Müezzinoğlu, söz konusu rakamın ne kadar olduğu yönündeki bir soruya, "Azami olarak yıllık 100 milyon gibi bir rakam çıkıyor, 3 yıllık dediğinizde 300 milyon lira. 300 milyon lirayı 11,5 milyon emekliye paylaştırdığınızda ve bunu da gruplara böldüğünüzde hangi gruba ne kadar düşeceğini hesaplayabilirsiniz. Bu rakama biz razı değiliz veya bu rakamla ilgili bir sorumluluğu yüklenmek istemiyoruz. Ama emeklilerimizin dernekleri var, bunların farklı özel bankalarla iletişimleri var. Serbest piyasa ekonomisi çerçevesinde o haklarını da değerlendirebilirler." dedi.

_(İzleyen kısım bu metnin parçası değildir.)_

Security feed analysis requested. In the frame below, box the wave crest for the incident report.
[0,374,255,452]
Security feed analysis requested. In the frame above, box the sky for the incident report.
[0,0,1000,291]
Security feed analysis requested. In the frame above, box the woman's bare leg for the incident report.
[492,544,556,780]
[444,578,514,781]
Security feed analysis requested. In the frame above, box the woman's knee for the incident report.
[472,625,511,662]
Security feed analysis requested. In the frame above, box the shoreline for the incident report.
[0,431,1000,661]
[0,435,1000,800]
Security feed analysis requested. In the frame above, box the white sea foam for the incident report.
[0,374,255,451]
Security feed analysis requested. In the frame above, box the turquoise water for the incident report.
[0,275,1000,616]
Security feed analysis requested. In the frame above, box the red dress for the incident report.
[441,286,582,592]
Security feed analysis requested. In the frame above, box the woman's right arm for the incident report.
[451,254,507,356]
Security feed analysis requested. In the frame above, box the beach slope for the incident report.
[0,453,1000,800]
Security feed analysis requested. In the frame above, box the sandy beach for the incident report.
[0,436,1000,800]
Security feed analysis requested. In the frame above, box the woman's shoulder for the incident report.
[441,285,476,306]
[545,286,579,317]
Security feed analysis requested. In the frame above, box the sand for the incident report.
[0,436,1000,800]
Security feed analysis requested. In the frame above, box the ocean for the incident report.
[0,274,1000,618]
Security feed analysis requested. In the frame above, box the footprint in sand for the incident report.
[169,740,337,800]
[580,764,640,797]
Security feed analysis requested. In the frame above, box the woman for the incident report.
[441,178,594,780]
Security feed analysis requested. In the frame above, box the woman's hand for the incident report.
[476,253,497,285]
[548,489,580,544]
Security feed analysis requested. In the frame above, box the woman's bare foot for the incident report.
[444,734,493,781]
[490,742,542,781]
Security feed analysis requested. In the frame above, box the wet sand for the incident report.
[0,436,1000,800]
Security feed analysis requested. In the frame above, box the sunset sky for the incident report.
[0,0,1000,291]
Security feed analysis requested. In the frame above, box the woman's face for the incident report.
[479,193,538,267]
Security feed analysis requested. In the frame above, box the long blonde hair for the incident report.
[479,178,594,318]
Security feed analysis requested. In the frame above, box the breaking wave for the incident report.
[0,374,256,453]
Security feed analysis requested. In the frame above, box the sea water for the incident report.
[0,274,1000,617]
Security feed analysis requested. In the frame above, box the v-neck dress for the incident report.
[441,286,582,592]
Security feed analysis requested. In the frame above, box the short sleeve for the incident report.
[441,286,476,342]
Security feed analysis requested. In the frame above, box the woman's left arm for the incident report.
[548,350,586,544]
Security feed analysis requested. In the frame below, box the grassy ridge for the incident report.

'HİLELİ SÜREÇLERİ MİNİMİZE EDECEK NOKTAYA GELECEĞİZ'
Müezzinoğlu, esnek çalışmaya imkan sağlayan "Özel İstihdam Büroları Yönetmeliği"nin Resmi gazete'de dün yayımlandığı anımsatılıp, buradaki çalışma şartlarının sorulması üzerine, şu ifadeleri kullandı:
"İşçilere, çalışana, alın teri dökene farklı farklı sıfatlar takılması değil onların emeklerinin karşılığı hak ve hukuklarının korunup korunamadığı konusunun konuşulması gerekir. Bu anlamda bakanlık olarak emeğin karşılığında alın terinin hak ve hukukunu koruyacak düzenlemeleri yapmakla sorumluyuz. Burada bir boşluk olursa bu boşlukları da değerlendiririz."
Sayıştayın, 465 kişinin öldükten sonra da sigortalılık halinin devam ettiği yönündeki raporunun ardından bir çalışma başlatılıp başlatılmadığının sorulması üzerine Müezzinoğlu, "Bu konu ve buna benzer konularda gerekli çalışmaları da yapıyoruz. Otomasyon sistemimizi çok daha detaylı noktaya taşıdığımıza inanıyorum. Bu tür hileli süreçleri minimize edecek ya da sıfırlayacak noktaya geleceğiz. Gerekli incelemeleri başlatıldı." dedi.
Müezzinoğlu'nun konuşmasının ardından basına kapatılan toplantıya, Bakan Yardımcısı Orhan Yeğin, Bakanlık Müsteşarı Ahmet Erdem, SGK Başkan Yardımcısı Cevdet Ceylan, Çalışma Genel Müdürü Nurcan Önder, TOBB Yönetim Kurulu üyesi İbrahim Burkay, TİSK Genel Sekreteri Bülent Pirler, Türk-İş Genel Teşkilatlandırma Sekreteri Eyüp Alemdar, Hak-İş Genel Başkanı Mahmut Arslan, DİSK Genel Başkanı Kani Beko ve ilgililer katıldı.